It is fair to say that most people did not expect us to be in this position in the summer of 2021.
This was the time when the end of both the stamp duty cut and the furlough scheme was going to bear down on house prices and transactions.
Neither, however, have ended, though the full stamp duty reduction has only days left, June 30 marking the switch to a three-month period in which, in England, the exemption will only apply on the first £250,000.
Now the big question is whether, as stamp duty returns to normal levels, the market will lose steam.
The majority view is that this will indeed be the case, and that the roaring market of the first half of the year will give way to a merely purring one later in the year.
That the market is booming is not in doubt.
The latest e.surv/Acadata house price index, for May, showed a spectacular 13.4% annual rise in prices in England and Wales, or 17.1% excluding London and the South East.
The hotspots are the North West, up 18.4% in the latest three months compared with a year earlier, and Yorkshire & the Humber, up 17.1%.
Some people in important places think, however, that the boom has plenty of legs.
Andy Haldane, the Bank of England’s chief economist, who will soon be leaving the Bank, attracted attention for his comment that the housing market is “on fire”.
Alongside that comment, however, he said that while the tax cut had boosted the market, more fundamental factors were at work.
There was, he noted, “a significant imbalance” between demand and supply. This, by implication, could persist.
That, it appears, is the way the Bank is thinking.
Sir Jon Cunliffe, a deputy governor of the Bank, in a recent speech described the “quiet decade” for house prices between the financial crisis and the pandemic when, in rough terms, they rose roughly in line with incomes.
He contrasted that with the period since the pandemic struck. Since then, as everybody knows, prices have increased very sharply.
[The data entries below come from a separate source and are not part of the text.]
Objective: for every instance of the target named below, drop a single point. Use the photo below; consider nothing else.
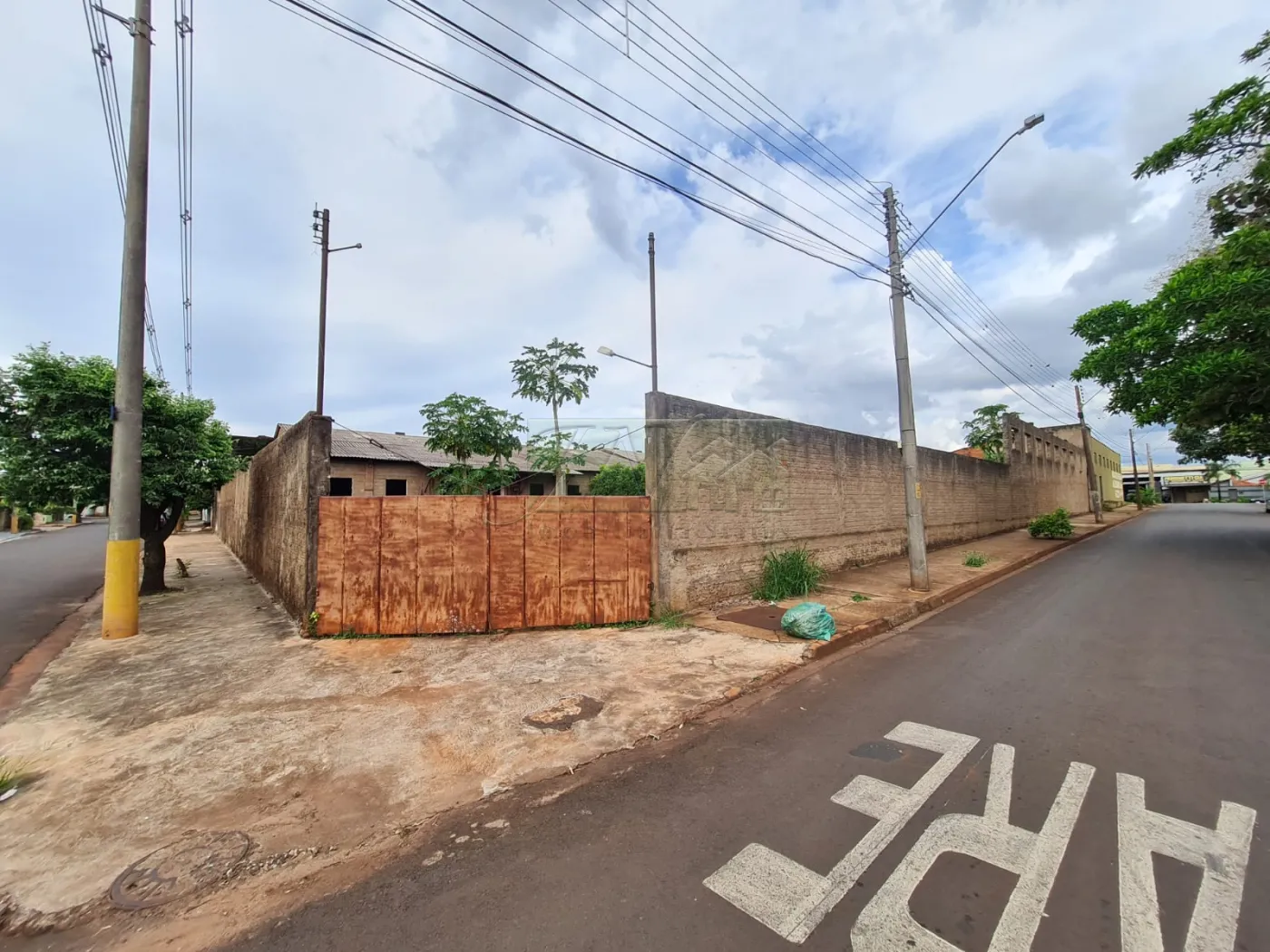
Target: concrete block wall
(728, 486)
(269, 513)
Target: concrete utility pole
(321, 228)
(651, 304)
(1133, 457)
(121, 606)
(918, 574)
(1091, 478)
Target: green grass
(789, 574)
(12, 773)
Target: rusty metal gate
(429, 565)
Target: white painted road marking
(790, 899)
(1222, 853)
(888, 926)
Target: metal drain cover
(178, 869)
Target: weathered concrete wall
(269, 514)
(729, 486)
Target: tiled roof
(359, 444)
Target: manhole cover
(178, 869)
(564, 713)
(766, 617)
(879, 751)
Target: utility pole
(918, 574)
(121, 606)
(651, 304)
(1091, 478)
(321, 230)
(1133, 457)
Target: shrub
(618, 480)
(1056, 524)
(787, 574)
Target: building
(396, 465)
(1107, 461)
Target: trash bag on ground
(809, 619)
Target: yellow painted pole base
(121, 605)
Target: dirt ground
(221, 717)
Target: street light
(606, 352)
(1029, 123)
(918, 571)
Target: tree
(1216, 470)
(984, 432)
(1232, 130)
(467, 428)
(54, 446)
(554, 374)
(1197, 353)
(619, 480)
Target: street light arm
(1028, 123)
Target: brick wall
(269, 514)
(729, 486)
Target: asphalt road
(44, 578)
(1123, 681)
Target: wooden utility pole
(1133, 459)
(1091, 479)
(918, 571)
(121, 606)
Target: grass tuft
(789, 574)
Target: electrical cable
(183, 15)
(372, 42)
(108, 91)
(501, 56)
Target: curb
(872, 628)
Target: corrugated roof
(361, 444)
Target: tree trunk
(156, 524)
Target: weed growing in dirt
(789, 574)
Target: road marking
(1222, 853)
(888, 926)
(790, 899)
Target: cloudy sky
(482, 235)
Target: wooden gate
(429, 565)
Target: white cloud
(482, 237)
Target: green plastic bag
(809, 619)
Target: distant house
(396, 465)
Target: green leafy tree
(1232, 130)
(554, 374)
(1197, 353)
(54, 446)
(480, 437)
(984, 432)
(619, 480)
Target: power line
(654, 118)
(183, 15)
(348, 28)
(457, 32)
(108, 91)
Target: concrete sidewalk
(220, 717)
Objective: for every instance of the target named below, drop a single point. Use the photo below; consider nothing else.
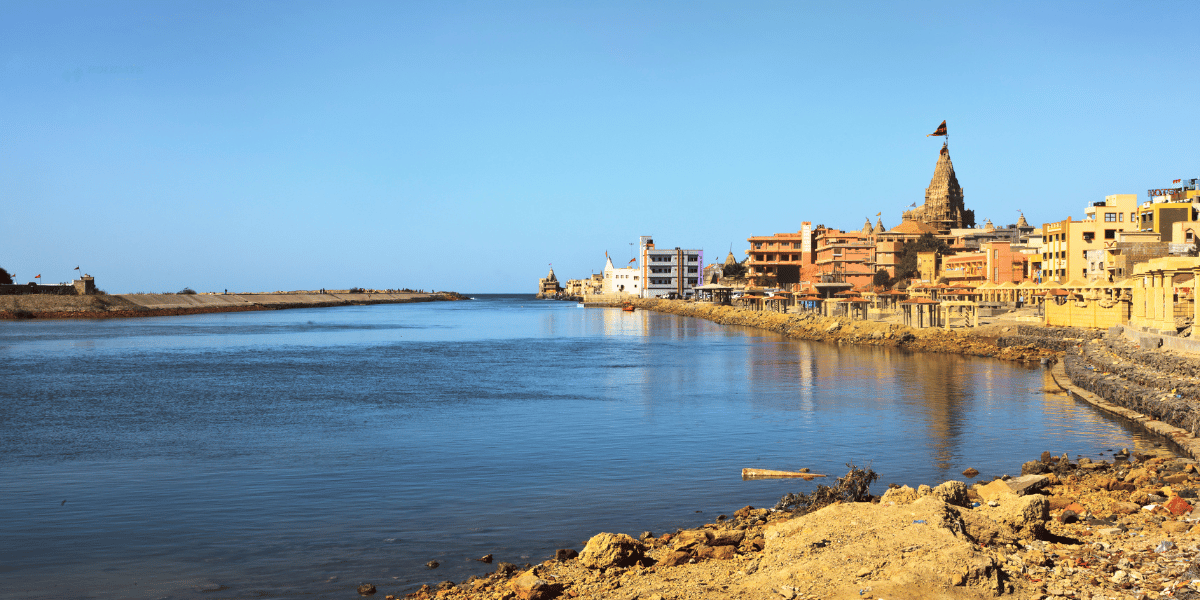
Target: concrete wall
(1091, 315)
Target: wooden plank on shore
(747, 474)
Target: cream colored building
(1066, 243)
(622, 281)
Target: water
(298, 453)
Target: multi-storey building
(1169, 207)
(785, 258)
(627, 280)
(672, 271)
(845, 257)
(995, 262)
(1066, 243)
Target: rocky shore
(1066, 528)
(34, 306)
(1120, 528)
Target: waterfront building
(1066, 243)
(549, 286)
(627, 280)
(783, 258)
(845, 257)
(943, 207)
(995, 262)
(1169, 207)
(666, 271)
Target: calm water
(295, 454)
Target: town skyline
(467, 147)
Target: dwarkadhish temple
(943, 209)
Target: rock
(727, 538)
(531, 587)
(1177, 505)
(1126, 508)
(1026, 516)
(953, 492)
(1033, 468)
(689, 539)
(994, 490)
(903, 495)
(1176, 527)
(673, 558)
(1060, 502)
(607, 550)
(1027, 484)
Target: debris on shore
(1073, 529)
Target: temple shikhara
(943, 209)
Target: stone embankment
(161, 305)
(1065, 529)
(867, 333)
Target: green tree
(906, 259)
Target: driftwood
(748, 474)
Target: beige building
(1066, 243)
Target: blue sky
(466, 145)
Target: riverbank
(1000, 341)
(1066, 528)
(162, 305)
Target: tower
(943, 208)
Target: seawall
(864, 333)
(160, 305)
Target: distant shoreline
(102, 306)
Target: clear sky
(467, 145)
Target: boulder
(529, 587)
(953, 492)
(727, 538)
(607, 550)
(903, 495)
(1025, 516)
(1177, 505)
(1176, 527)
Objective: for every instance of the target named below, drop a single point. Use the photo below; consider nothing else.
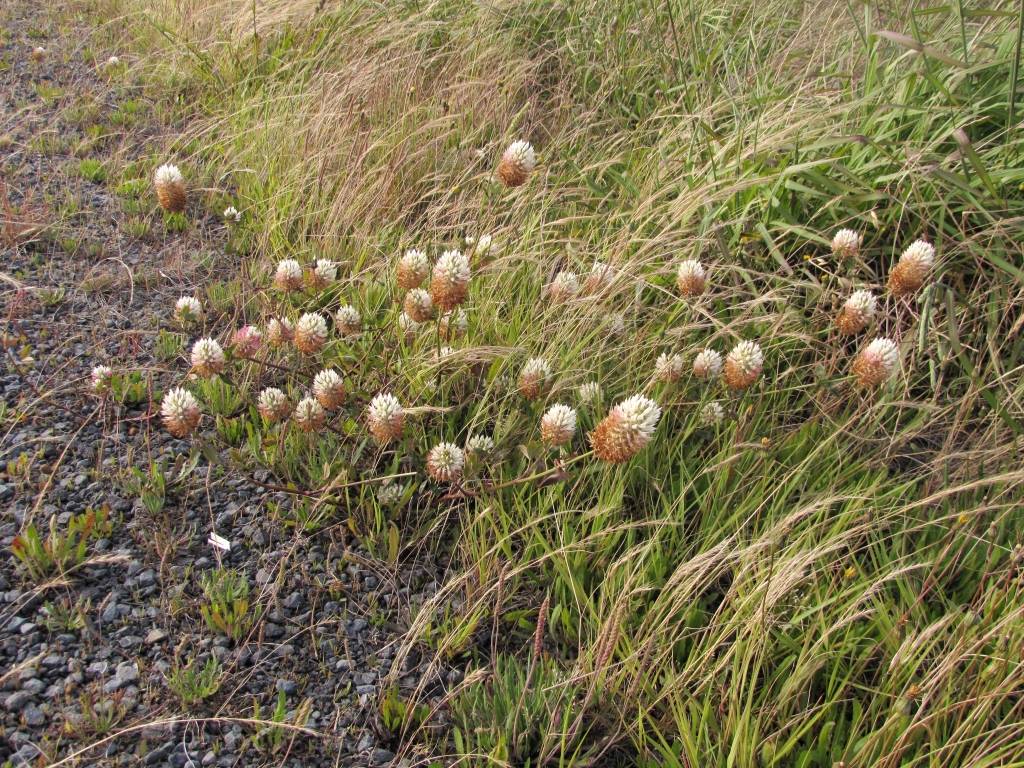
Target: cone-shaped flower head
(100, 379)
(563, 287)
(600, 278)
(626, 430)
(323, 274)
(857, 312)
(247, 341)
(450, 283)
(207, 357)
(413, 269)
(913, 266)
(419, 305)
(690, 278)
(386, 418)
(272, 404)
(614, 324)
(390, 494)
(742, 366)
(590, 393)
(708, 365)
(348, 321)
(288, 275)
(712, 414)
(535, 378)
(170, 188)
(516, 164)
(187, 310)
(409, 328)
(480, 445)
(310, 333)
(454, 325)
(280, 331)
(329, 389)
(669, 368)
(309, 415)
(558, 425)
(846, 244)
(445, 462)
(877, 363)
(180, 412)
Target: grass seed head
(207, 357)
(272, 404)
(170, 188)
(280, 331)
(914, 264)
(445, 462)
(386, 418)
(309, 415)
(691, 278)
(347, 320)
(743, 365)
(413, 269)
(310, 333)
(846, 244)
(288, 276)
(857, 312)
(419, 305)
(180, 412)
(450, 282)
(535, 378)
(877, 363)
(329, 389)
(558, 425)
(626, 430)
(516, 164)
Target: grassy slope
(827, 577)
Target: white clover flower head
(419, 305)
(413, 268)
(100, 379)
(168, 175)
(614, 324)
(347, 320)
(288, 275)
(280, 331)
(669, 368)
(310, 333)
(445, 462)
(309, 415)
(690, 278)
(742, 366)
(708, 365)
(389, 494)
(590, 392)
(712, 414)
(564, 286)
(386, 417)
(207, 357)
(846, 244)
(558, 425)
(480, 445)
(329, 389)
(187, 309)
(272, 404)
(877, 363)
(180, 412)
(325, 272)
(919, 253)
Cunliffe asked the question of whether the recent strong rise in prices, which carries echoes of the period leading up to the financial crisis, is just an aberration. Have temporary factors boosted prices, in other words, so that we will revert to something like the quiet decade, or has something more fundamental changed?
As he put it, while there may be some reasons to expect a cooling of the market when the tax incentive is removed:
“There may also be some reasons to believe that the recent increase in demand for housing, and perhaps the composition of that demand, which has driven the UK market in recent months reflects some more persistent drivers and that the market will not fall back to its pre-pandemic decade performance when the incentives are gone.”
A survey conducted by Nationwide in April found that, amongst homeowners moving or considering a move as a result of the pandemic, three-quarters of them said they would still be moving or considering a move even if the stamp duty holiday hadn’t been extended. Moreover the stamp duty holiday in Scotland has already come to an end with no material drop-off in demand.
The Scottish point was well made.
The latest RICS’ residential market survey, from the Royal Institution of Chartered Surveyors, showed the market in Scotland remaining “buoyant” and “outperforming previous years” according to agents. Price expectations remained very strong, with a balance of more than 60 per cent of surveyors expecting prices to continue rising over the next three months.
What does the Bank of England do if the market remains too strong for what it would regard as comfortable?
Most of the discussion on this tends to focus on the big macroeconomic weapons it has as its disposal, raising interest rates or reducing QE (quantitative easing).
But decisions on these would not be driven by the housing market alone.
Cunliffe provided a reminder that the Bank has other tools at its disposal, and that they could begin to rein back the market.
Under powers it was granted by the Treasury in 2014, its financial policy committee (FPC) can place limits on mortgage lending, with reference to loan-to-value ratios and debt-to-income ratios, including interest coverage ratios in respect of buy to let lending.
Those constraints could come into play.
As he commented:
“If the self-reinforcing dynamics of past periods begin to re-emerge – strong demand, fast growth of prices relative to incomes, easy credit conditions and high levels of transactions – the FPC’s measures would certainly begin to have a stronger impact in constraining the increase in aggregate mortgage indebtedness.”
“But that, of course, is what they are intended to do.”